Selon le journal économique, le gouvernement envisage de prélever des cotisations sociales sur les primes d'intéressement, les primes de participation ou les abondements aux plans d'épargne collectifs (PPE, PEI, PERECO) au-delà de 3.000 euros par an. Ainsi cette cotisation, si elle est instaurée, pourrait permettre de rapporter près d'un milliard d'euros à l'État.

"Ça fait partie des pistes qu’on regarde comme d’autres, a déclaré le ministre de l'Économie sur notre antenne. À peine évoquée, l'option de la taxation de l'épargne salariale n'a pas manqué de faire réagir la classe politique. Si Roland Lescure n'a pas confirmé que l'idée était définitivement actée, son prédécesseur à Bercy Bruno Le Maire a commenté sur X, dimanche, une piste "funeste" qui est "la pire".

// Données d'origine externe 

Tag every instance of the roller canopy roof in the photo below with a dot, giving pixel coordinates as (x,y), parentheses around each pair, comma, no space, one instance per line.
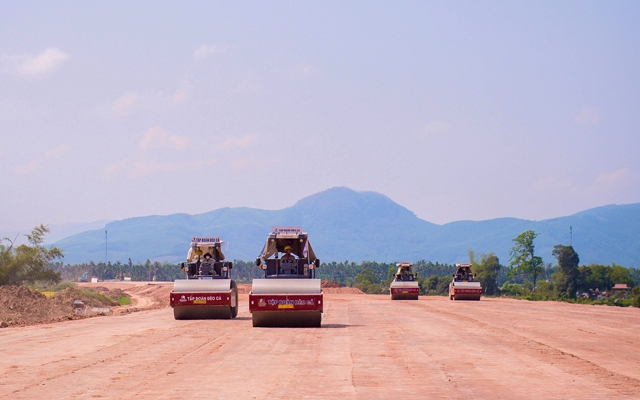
(215,249)
(299,242)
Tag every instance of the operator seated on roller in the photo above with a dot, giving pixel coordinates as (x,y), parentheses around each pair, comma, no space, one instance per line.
(206,268)
(288,262)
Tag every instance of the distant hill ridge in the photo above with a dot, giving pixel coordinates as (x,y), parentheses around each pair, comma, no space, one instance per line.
(347,225)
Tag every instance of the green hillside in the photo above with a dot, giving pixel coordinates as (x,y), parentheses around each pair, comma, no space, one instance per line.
(355,226)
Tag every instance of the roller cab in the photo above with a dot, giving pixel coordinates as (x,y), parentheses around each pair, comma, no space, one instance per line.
(207,292)
(464,285)
(405,283)
(289,295)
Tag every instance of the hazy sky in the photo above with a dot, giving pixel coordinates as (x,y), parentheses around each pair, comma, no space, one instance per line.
(454,109)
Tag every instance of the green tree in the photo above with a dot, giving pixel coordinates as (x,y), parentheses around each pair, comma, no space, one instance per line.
(26,264)
(523,259)
(568,273)
(619,274)
(486,271)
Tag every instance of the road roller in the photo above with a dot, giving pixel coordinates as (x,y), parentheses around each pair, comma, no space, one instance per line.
(289,295)
(464,285)
(207,292)
(405,283)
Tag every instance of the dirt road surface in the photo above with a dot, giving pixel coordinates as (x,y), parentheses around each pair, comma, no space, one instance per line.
(368,347)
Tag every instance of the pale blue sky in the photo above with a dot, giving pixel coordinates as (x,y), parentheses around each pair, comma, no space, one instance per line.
(455,110)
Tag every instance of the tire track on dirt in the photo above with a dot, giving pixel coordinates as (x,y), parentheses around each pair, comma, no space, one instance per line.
(566,361)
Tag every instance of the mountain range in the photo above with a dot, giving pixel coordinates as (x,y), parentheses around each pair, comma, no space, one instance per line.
(347,225)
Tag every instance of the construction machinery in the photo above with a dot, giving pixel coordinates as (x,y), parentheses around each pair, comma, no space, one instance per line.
(464,285)
(405,283)
(207,292)
(289,295)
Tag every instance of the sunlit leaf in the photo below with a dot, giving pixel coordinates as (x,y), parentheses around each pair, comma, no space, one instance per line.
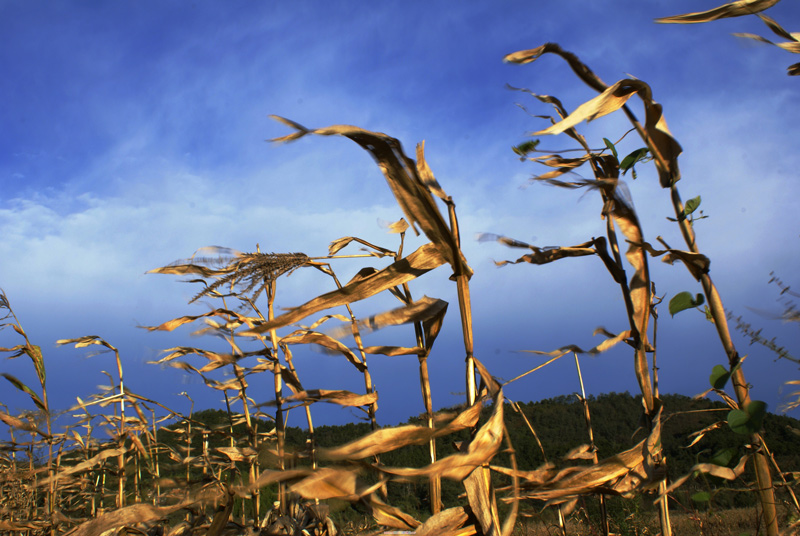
(732,9)
(22,387)
(719,377)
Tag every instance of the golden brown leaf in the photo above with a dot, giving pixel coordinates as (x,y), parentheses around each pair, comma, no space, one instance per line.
(424,259)
(401,173)
(388,439)
(732,9)
(446,523)
(326,341)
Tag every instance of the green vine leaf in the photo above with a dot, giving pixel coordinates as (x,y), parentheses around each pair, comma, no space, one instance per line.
(525,147)
(749,420)
(629,161)
(611,147)
(684,300)
(719,377)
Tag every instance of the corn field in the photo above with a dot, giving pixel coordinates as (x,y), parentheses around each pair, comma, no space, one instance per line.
(112,471)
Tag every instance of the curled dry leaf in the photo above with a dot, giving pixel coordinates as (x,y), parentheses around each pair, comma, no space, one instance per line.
(712,469)
(402,175)
(340,243)
(340,397)
(732,9)
(129,515)
(423,260)
(620,474)
(326,341)
(664,148)
(697,263)
(458,466)
(446,523)
(328,483)
(388,439)
(390,516)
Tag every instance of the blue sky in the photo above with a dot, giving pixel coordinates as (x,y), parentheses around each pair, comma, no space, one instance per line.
(135,133)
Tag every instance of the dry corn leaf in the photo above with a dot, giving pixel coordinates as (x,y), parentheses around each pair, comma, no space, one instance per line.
(448,522)
(328,483)
(388,439)
(793,47)
(170,325)
(582,452)
(18,423)
(701,433)
(540,255)
(427,177)
(610,342)
(402,175)
(424,259)
(395,350)
(419,311)
(340,397)
(664,148)
(481,498)
(619,474)
(238,454)
(712,469)
(341,243)
(610,100)
(458,466)
(390,516)
(697,263)
(399,226)
(422,310)
(129,515)
(22,525)
(732,9)
(84,465)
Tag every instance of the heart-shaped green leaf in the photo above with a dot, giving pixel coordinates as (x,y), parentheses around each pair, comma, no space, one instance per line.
(719,377)
(749,420)
(684,300)
(723,457)
(739,421)
(691,205)
(611,147)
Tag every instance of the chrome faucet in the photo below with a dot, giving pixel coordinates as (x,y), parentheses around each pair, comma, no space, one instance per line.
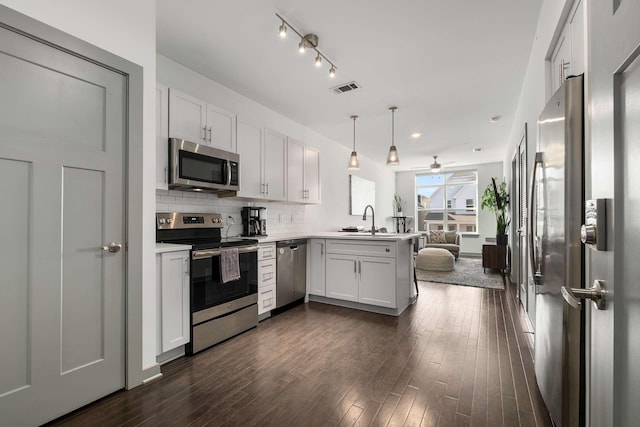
(373,218)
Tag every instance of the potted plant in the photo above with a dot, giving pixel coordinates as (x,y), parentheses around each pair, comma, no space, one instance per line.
(398,205)
(495,199)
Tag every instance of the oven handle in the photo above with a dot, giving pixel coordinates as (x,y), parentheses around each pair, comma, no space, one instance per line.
(216,252)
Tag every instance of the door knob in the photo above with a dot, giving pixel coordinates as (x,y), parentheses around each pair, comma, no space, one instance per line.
(112,247)
(594,293)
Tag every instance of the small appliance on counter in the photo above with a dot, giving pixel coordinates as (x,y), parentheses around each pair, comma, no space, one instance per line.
(254,221)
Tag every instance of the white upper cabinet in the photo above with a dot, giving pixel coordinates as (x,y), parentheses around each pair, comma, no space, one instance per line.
(311,175)
(295,166)
(303,178)
(250,145)
(568,56)
(187,117)
(162,135)
(275,165)
(194,120)
(221,128)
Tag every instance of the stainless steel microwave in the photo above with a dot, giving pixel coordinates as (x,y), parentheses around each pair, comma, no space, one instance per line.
(197,167)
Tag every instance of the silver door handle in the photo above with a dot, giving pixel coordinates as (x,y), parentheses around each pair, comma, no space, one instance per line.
(537,274)
(112,247)
(595,293)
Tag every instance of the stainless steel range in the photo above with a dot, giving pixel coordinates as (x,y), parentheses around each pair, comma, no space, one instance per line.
(218,310)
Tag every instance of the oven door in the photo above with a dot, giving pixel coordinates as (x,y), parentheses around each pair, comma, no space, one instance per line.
(207,289)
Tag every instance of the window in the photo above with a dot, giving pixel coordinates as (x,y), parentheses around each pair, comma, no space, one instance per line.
(448,201)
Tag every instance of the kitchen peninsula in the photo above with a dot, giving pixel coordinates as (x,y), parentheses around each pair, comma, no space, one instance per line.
(361,271)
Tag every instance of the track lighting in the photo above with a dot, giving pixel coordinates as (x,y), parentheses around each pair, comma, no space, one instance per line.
(392,158)
(435,166)
(354,164)
(307,41)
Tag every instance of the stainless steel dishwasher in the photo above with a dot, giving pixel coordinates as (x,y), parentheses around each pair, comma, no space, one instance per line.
(291,271)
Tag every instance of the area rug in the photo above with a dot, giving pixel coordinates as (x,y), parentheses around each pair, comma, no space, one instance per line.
(467,272)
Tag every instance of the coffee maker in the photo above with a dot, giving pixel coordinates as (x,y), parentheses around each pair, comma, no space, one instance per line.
(254,221)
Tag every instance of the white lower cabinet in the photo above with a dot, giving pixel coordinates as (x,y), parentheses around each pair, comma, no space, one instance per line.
(363,272)
(173,300)
(342,277)
(377,281)
(266,277)
(266,298)
(316,250)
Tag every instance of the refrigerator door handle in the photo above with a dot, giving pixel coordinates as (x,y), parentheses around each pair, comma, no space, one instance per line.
(537,276)
(596,294)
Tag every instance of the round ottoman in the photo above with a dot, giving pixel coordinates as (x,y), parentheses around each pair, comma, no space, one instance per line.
(435,259)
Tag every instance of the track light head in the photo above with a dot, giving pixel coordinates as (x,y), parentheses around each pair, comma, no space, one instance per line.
(307,41)
(435,166)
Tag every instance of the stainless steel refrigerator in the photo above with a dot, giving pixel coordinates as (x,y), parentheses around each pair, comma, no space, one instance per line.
(557,256)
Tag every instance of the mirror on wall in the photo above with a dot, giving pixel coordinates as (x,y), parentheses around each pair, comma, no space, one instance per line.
(362,192)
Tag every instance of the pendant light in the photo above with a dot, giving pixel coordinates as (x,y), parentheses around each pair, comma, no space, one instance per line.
(392,158)
(354,164)
(435,166)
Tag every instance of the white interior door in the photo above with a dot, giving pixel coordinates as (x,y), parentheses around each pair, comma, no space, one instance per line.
(613,173)
(62,127)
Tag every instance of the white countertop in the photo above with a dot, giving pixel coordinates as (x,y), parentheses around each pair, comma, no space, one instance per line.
(171,247)
(335,235)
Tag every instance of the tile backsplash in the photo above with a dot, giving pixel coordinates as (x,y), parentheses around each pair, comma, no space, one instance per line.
(282,217)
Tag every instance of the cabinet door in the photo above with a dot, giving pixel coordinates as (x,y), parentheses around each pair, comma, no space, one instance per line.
(221,129)
(187,117)
(175,299)
(275,165)
(250,145)
(317,282)
(311,175)
(266,299)
(377,284)
(341,277)
(295,171)
(162,135)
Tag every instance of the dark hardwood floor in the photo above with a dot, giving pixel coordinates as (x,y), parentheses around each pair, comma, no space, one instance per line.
(458,357)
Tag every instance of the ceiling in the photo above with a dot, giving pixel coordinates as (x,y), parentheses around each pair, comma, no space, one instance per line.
(449,66)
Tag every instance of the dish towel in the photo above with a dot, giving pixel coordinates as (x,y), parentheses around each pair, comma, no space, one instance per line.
(229,265)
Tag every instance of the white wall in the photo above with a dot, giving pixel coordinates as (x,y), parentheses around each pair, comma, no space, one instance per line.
(126,29)
(470,243)
(535,87)
(333,213)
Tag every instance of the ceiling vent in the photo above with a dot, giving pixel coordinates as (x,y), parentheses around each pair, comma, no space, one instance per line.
(346,87)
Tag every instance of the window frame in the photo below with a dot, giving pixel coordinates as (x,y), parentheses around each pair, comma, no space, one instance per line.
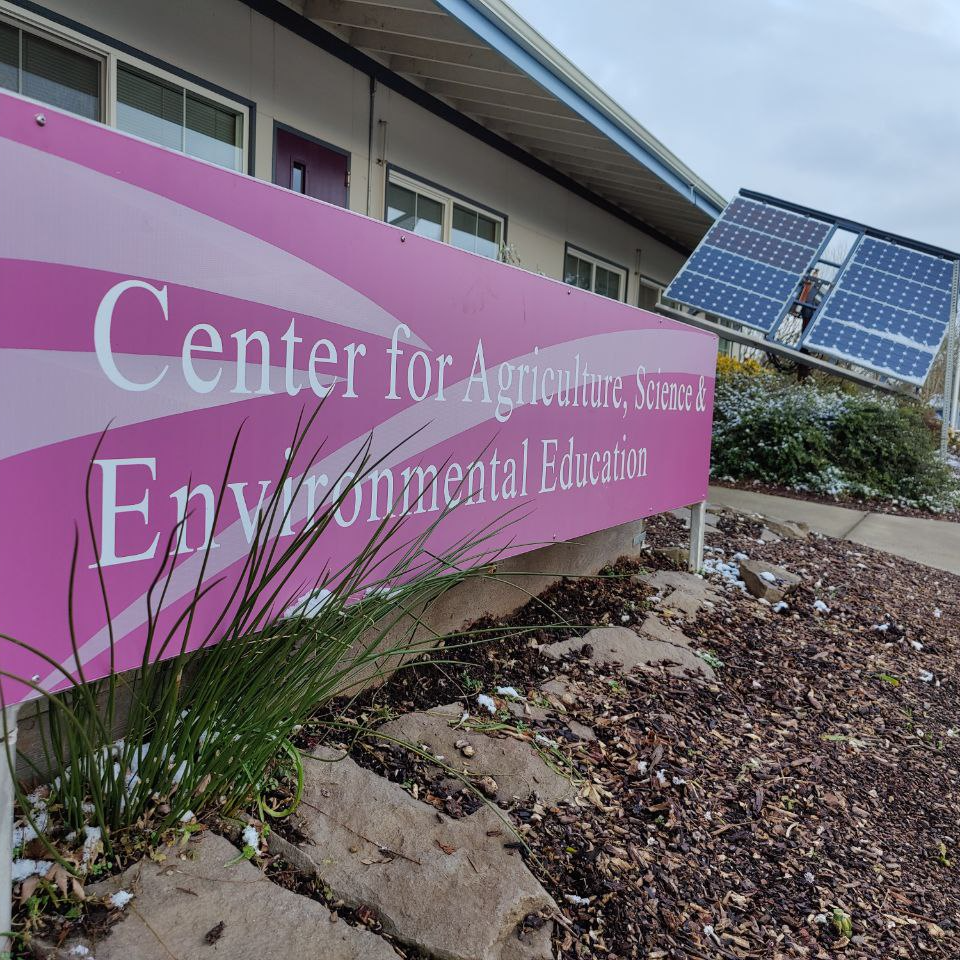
(448,199)
(111,53)
(595,260)
(651,284)
(40,29)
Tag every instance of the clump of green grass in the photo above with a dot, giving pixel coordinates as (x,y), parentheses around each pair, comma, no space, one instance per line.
(205,731)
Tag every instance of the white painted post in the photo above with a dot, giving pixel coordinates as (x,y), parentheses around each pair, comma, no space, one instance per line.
(697,523)
(7,773)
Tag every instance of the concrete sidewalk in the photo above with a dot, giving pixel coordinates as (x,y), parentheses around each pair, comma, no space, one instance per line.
(935,543)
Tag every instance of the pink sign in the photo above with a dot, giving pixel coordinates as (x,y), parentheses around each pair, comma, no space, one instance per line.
(174,300)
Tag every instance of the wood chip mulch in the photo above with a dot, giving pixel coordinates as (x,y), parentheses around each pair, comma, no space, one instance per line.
(807,804)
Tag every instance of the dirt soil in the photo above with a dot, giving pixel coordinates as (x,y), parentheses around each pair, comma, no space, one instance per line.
(804,805)
(873,506)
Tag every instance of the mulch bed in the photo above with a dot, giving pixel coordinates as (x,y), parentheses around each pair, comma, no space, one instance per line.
(873,506)
(805,805)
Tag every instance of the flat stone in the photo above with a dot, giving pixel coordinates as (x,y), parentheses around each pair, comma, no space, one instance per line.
(629,649)
(581,730)
(517,768)
(685,593)
(677,555)
(179,901)
(448,887)
(756,577)
(787,529)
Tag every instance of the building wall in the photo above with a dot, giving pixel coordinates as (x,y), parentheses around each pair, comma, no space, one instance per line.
(291,81)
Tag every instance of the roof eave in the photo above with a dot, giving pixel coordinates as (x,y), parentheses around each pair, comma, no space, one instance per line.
(508,33)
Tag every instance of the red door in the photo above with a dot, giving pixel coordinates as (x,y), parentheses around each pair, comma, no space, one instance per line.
(308,167)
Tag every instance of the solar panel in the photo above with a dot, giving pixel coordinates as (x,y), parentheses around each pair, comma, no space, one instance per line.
(749,266)
(889,311)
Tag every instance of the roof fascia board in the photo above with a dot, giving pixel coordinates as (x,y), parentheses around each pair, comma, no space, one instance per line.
(528,52)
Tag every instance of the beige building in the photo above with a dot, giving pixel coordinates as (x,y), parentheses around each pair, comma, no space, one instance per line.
(452,118)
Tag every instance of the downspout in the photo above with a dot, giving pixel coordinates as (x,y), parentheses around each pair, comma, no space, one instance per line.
(373,105)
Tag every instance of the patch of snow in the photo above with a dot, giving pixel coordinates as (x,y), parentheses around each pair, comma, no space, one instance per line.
(251,838)
(729,572)
(486,702)
(27,868)
(120,899)
(309,605)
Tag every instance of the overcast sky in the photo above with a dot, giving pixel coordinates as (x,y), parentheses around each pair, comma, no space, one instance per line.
(848,106)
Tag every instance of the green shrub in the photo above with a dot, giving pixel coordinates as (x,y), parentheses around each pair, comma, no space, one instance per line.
(820,438)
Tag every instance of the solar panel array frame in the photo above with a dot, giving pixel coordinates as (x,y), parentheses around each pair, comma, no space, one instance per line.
(889,311)
(749,266)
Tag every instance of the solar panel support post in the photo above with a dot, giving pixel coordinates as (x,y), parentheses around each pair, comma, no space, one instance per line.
(790,353)
(833,286)
(951,375)
(7,792)
(697,526)
(794,300)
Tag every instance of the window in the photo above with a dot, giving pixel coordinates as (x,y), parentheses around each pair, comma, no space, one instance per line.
(52,72)
(171,115)
(650,293)
(431,213)
(67,70)
(590,273)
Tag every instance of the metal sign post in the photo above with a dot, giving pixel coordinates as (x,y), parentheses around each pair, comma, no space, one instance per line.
(697,526)
(7,794)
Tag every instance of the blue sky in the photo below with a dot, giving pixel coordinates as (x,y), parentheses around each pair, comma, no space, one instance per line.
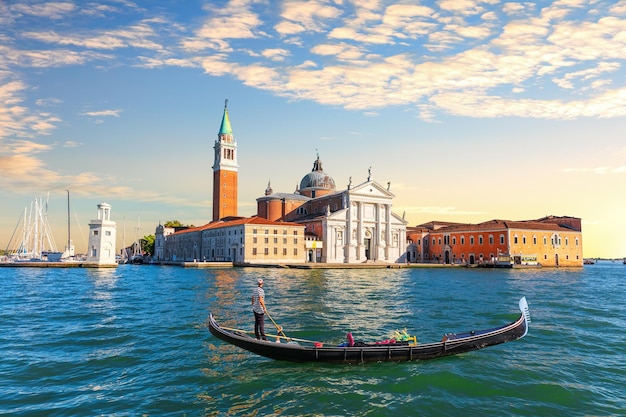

"De toutes les idées funestes qui circulent pour le budget 2027, la taxation de l’épargne salariale est la pire : elle est à la fois injuste et lâche. Elle découragera tous ceux qui travaillent. Il serait bon de ranger vite au vestiaire ce mauvais ballon d’essai", a ainsi estimé l'ancienne figure du gouvernement Philippe.